Paul Robinson... just isn't that type of player

Sometimes I wake up on a Monday and think, if you’d have tried to script Arsenal’s weekend beforehand, you wouldn’t have needed to be Mystic Meg or that spoon-bender to predict much of what happened. This weekend was one of those.
  • Most people would have expected us to hit four or five against Bolton.
  • Everyone knew we’d concede at least one because we can’t clear long balls and because we have a clown in goal.
  • No-one would have been shocked that Bolton turned up without that new “football” they apparently play.
  • We all knew Kevin Davies would deliberately try to hurt someone in the first ten minutes and get away with it.
  • We knew all the pundits would say “it’s an okay result for Arsenal but they still have frailties at the back (snore) and are a top-four side at best”.
  • It was likely that if there was a sending off, no-one would say “that’s a sending off”, and leave it at that.
  • I wasn’t amazed to hear Gary Cahill “has only had one red card in his career and isn’t that type of player”.
  • I wasn’t shocked that our 24-pass move for a goal generated less media attention that van der vaart’s (van der faart as Lineker called him) long ball into the box that bounced luckily for Modric to bang in from a yard.
  • And of course, I knew as always, that a half-time pie and a pint would cost somewhere close to what Rooney pays for a packet of B&H in a Travel Tavern.

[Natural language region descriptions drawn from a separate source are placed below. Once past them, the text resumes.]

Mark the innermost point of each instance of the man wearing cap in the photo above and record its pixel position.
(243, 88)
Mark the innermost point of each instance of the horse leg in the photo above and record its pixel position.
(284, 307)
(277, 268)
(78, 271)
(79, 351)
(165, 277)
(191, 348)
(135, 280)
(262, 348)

One thing, however, never fails to amaze me – no matter how many times it happens. Why do managers of crap clubs visiting Chelsea, Arsenal and Spurs, where nine times out of ten they will get a thumping, book themselves on to Sky’s Goals on Sunday the following day? They aren’t looking for work and don’t need the appearance fee. So it’s either ego or the willingness of Sky to point out all the injustices of their defeat that drive their Sunday morning exposure.

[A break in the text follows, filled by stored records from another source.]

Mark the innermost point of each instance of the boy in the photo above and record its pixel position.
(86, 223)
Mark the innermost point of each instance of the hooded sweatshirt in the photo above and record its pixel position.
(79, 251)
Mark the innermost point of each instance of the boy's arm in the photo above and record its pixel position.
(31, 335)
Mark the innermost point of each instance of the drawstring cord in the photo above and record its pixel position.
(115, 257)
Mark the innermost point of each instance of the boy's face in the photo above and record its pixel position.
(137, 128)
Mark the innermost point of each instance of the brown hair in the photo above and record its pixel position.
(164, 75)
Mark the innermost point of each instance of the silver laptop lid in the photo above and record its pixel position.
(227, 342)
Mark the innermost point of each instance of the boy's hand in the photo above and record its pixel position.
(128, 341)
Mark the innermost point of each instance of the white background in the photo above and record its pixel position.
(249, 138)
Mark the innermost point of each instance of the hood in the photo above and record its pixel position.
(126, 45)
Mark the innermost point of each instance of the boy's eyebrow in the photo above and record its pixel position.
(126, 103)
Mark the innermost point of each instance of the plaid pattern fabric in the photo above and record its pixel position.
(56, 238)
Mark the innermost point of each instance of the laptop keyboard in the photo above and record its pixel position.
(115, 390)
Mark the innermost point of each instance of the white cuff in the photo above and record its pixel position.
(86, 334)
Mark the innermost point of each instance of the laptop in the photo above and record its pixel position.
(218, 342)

This week saw the turn of Bolton, who sent Manager Owen Coyle along to explain: “We were still very much in the game at 2-1 and the sending off of Gary Cahill [for a two-footed, both-feet-off-the-ground tackle-from-behind] was a ridiculous decision that changed the result.”

“I’m sorry to laugh, but I just find it such an incredible decision,” smirked the irritating little Scotsman. “When the smaller clubs come to the elite clubs, they don't get the rub of the green.”

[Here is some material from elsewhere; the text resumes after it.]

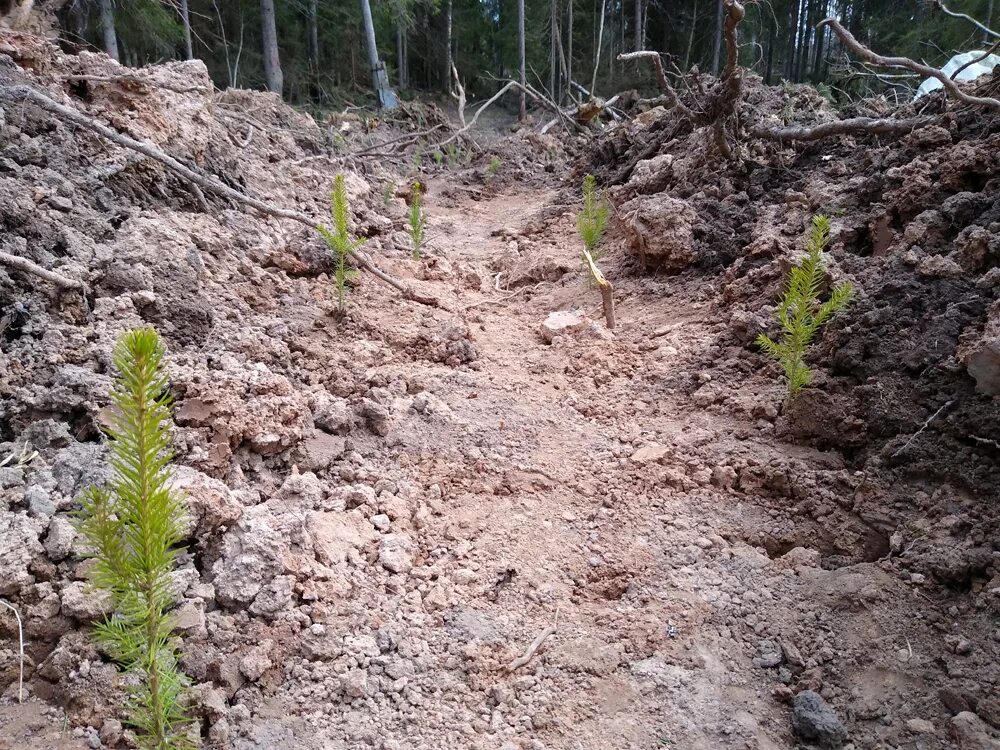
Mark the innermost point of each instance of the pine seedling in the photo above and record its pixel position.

Sky’s approach, as always, was to massage Coyle’s sense of injustice (almost physically) while replaying the “unjustified” sending off six times. Unfortunately for Coyle, while he rambled on that “you can say what you want but these things do not even themselves out over a season”, footage ran on to Paul Robinson’s attempt to break Abu Diaby’s leg.

“Should that have been a card?” whispered Ben Shepherd (who, incredibly, is married – but then so was Elton John). “That’s the first time I’ve seen it. I’d have to look at that one again,” replied Coyle.

Did Sky oblige? The answer, of course, is a predictable ‘no’. Not even one replay, let alone six.

Then again, things don’t even themselves out you see, and the big clubs get all the big decisions. And I guess Paul Robinson “just isn’t that type of player”.